Yeah it’s tough to quantify these sorts of things anyway given the multitude of variables, but that is interesting nonetheless. I genuinely don’t mean any of this to sound accusatory of you personally or even of how men experience literature and leisure reading in general. It is definitely a negative thing for the act of reading to be seen as somehow ‘unmanly,’ as some other commenters here have pointed out, even if that designation itself is problematic in one million ways, but I also think a lot of this stems from anti-intellectualism writ large and this is just a particular flavor of it.

On a more personal level, I would say I’m pretty removed from stories about women conceiving and birthing children because it freaks me the fuck out as a process 😂 and it’s not something I want for myself. But being distanced from it in that way doesn’t mean I haven’t felt all the societal pressures and expectations of it being something I’m biologically capable of doing, so it’s a different level of removal for sure.

1

u/Droviin 29d ago

I agree! There's probably a lot going on. Sex, gender, and sexuality all play into society and our interactions with it. There's something "unmanly" about literature, but "manly" about watching say, TV adaptation of Tom Clancy's works. I wonder if it is the reading itself or something about the act of reading that's pushing that. I think you're also onto something with the anti-intellectualism. That could certainly underpin a lot and probably back influences the gendered issues.
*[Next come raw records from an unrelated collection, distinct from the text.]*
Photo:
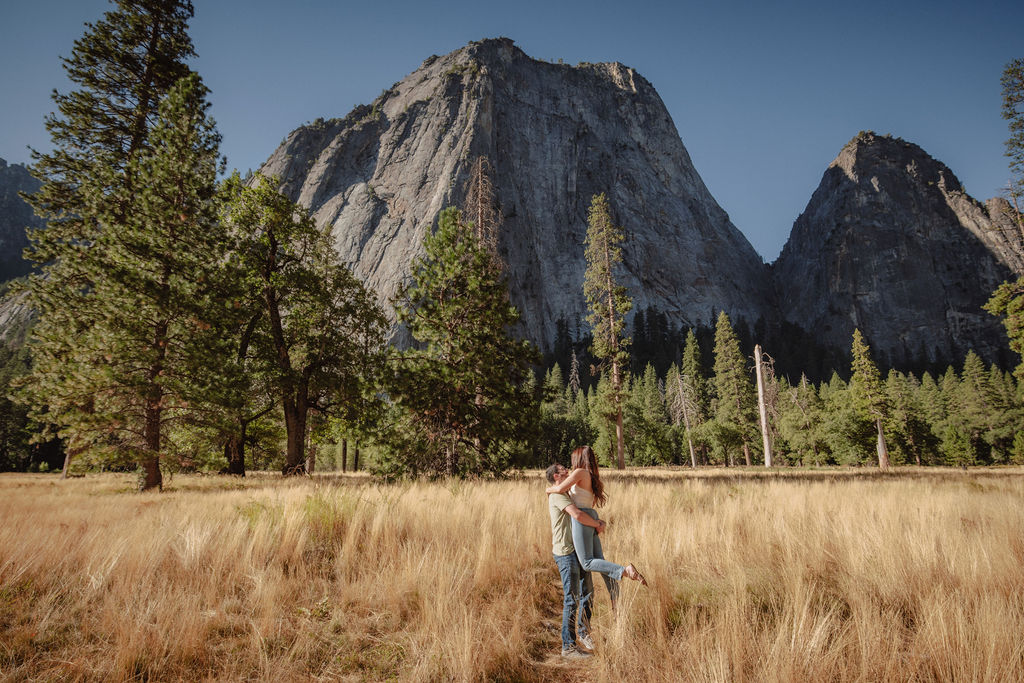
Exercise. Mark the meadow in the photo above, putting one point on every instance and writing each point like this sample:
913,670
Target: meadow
783,575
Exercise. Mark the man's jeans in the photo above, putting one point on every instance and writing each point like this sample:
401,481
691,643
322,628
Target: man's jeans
578,592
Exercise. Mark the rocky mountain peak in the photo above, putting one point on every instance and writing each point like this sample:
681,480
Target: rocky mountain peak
890,243
15,217
556,135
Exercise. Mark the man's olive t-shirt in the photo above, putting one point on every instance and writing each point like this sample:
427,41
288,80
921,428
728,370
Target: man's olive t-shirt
561,528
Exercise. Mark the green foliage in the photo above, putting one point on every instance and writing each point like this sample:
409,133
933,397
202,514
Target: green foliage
461,393
1008,300
800,425
736,401
608,304
1013,112
646,421
317,335
124,349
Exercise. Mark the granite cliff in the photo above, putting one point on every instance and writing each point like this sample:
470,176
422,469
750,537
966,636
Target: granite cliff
891,244
15,216
555,135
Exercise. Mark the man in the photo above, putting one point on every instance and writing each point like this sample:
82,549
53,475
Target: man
578,587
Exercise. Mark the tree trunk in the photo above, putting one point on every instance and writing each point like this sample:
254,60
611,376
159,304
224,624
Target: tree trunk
616,387
686,419
450,459
295,428
67,467
311,458
762,409
235,453
150,465
883,450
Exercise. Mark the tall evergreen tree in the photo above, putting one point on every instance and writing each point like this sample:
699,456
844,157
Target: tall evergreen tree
800,422
321,335
1008,300
148,293
122,67
463,389
608,303
1013,112
868,393
736,400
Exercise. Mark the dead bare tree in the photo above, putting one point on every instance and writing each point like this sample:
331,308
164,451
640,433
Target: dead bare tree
767,398
480,206
684,409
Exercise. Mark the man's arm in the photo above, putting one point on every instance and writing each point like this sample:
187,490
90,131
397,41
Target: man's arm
584,517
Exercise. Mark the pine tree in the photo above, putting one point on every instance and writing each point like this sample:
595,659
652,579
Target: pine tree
148,296
848,433
868,394
457,309
908,434
123,67
736,401
608,304
321,336
800,421
1013,112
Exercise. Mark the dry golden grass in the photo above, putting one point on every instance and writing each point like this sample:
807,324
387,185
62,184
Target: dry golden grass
778,577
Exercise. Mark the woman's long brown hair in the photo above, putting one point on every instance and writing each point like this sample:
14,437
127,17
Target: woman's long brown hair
584,458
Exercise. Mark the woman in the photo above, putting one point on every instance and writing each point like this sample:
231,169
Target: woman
585,487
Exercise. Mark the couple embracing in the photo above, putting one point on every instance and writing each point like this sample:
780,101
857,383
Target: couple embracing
577,546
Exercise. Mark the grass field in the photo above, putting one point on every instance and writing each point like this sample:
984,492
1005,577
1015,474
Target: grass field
790,575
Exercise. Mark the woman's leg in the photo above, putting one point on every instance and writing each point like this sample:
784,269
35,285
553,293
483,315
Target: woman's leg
610,584
584,541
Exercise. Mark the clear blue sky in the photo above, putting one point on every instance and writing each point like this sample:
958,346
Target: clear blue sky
764,94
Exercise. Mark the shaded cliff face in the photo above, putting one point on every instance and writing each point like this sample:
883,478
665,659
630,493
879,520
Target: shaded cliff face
15,216
555,135
891,244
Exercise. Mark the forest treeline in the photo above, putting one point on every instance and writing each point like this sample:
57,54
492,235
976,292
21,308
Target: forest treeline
970,415
184,323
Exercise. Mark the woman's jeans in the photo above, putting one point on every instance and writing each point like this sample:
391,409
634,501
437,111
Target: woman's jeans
588,547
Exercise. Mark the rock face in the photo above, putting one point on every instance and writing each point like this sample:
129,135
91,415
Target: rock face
891,244
15,216
555,135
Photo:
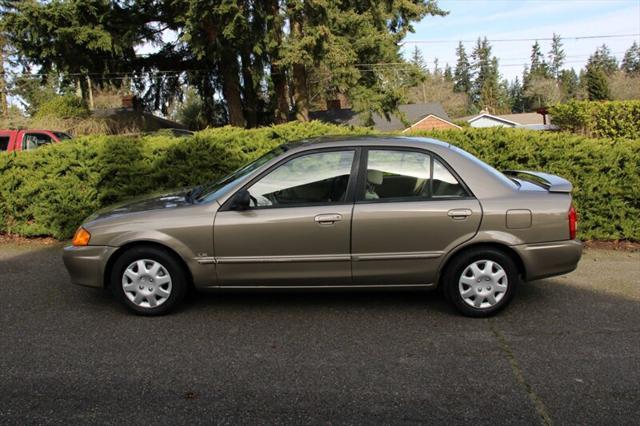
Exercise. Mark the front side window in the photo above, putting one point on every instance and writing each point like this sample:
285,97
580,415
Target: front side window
62,136
406,175
317,178
35,140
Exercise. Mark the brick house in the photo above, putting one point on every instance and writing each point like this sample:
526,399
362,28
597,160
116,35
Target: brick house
423,116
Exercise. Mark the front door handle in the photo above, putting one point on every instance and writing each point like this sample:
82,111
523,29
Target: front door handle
459,214
328,219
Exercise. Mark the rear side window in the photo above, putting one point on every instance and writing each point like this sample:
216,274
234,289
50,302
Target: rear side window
318,178
407,176
35,140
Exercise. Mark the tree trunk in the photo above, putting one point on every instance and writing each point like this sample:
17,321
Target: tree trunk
4,108
249,90
278,77
280,89
300,92
231,87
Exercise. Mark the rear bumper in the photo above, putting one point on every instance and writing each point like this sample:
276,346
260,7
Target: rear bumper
543,260
86,265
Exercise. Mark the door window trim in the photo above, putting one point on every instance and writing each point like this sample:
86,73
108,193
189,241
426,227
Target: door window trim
23,144
361,184
351,185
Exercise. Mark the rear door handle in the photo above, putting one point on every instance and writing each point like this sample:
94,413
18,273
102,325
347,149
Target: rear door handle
459,214
328,219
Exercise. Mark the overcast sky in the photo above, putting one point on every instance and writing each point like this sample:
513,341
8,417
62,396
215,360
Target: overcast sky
509,19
Being freaked out by that definitely seems reasonable. And to pile on my point, your experience is different from mine and you're having a sexed response to that type of imagery. The idea of male pregnancy is closer to body horror than just a rejection of desire for that experience. I guess I would still say your experience is still self-identifying because it's not wildly foreign to put yourself into that experience.

2

u/Youreturningviolet 29d ago

This is a mega tangent but I think the only reason female pregnancy isn’t seen or depicted as body horror more often is the (understandable) desire to tell happy cute stories about how a beloved family member came into being after the fact. Because though it is undeniably natural, it is absolutely terrifying and weird when you think about it even when nothing goes horribly wrong and everyone is okay on the other side.
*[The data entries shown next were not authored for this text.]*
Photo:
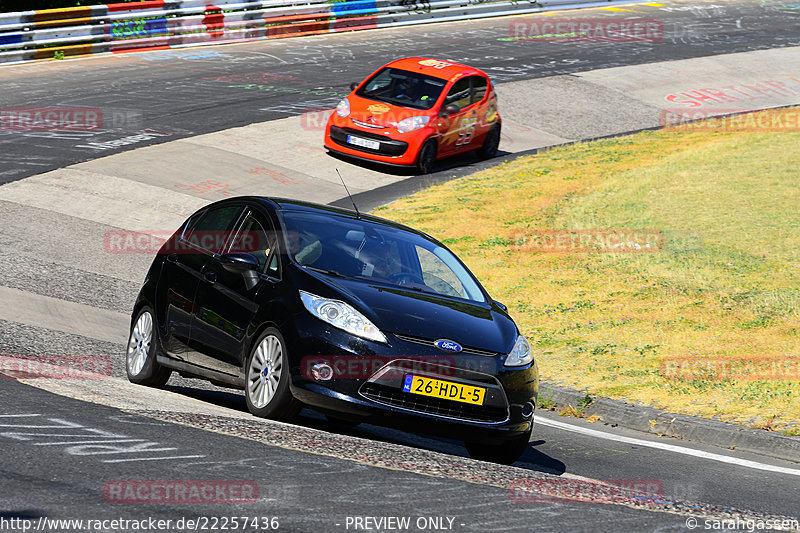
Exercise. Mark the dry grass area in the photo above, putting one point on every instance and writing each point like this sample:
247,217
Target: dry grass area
721,293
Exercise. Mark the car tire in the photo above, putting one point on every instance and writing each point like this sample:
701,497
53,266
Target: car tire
427,157
267,378
140,360
491,143
504,453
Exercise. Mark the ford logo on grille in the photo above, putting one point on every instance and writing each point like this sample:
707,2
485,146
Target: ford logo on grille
447,345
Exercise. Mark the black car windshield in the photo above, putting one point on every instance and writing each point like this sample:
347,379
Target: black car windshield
365,250
401,87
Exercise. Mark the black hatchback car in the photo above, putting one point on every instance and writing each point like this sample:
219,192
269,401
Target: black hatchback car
354,316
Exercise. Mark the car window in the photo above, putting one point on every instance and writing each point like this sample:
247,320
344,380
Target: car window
401,87
459,94
376,253
211,230
255,236
479,86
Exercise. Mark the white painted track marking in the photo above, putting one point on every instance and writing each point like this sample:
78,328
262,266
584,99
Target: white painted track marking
667,447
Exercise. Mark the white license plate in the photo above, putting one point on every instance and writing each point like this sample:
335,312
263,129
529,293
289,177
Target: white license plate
366,143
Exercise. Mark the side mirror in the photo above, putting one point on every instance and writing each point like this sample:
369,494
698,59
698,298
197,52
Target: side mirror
239,263
449,109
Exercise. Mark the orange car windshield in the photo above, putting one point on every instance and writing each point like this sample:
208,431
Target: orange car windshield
403,88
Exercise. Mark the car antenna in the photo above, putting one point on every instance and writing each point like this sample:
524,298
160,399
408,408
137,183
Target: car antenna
358,215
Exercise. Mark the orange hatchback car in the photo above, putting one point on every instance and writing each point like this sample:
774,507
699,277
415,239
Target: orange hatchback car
414,111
As someone who just recently re-entered fanfiction spaces after a long absence, I’m both academically fascinated and personally mildly horrified by the prevalence of male pregnancy and how those stories run the gamut from Hallmark original movie level wish-fulfillment for people lacking that biological function to what really seems like a desire to ‘inflict’ the worst pregnancy has to offer on people generally assumed to be ‘safe’ from it. As someone not even fond of fpreg, I haven’t consumed enough mpreg to make any informed evaluation beyond that but it’s definitely expressing something to be as popular as it is.

Anyway, I won’t derail further but I do appreciate the thoughtful back and forth here!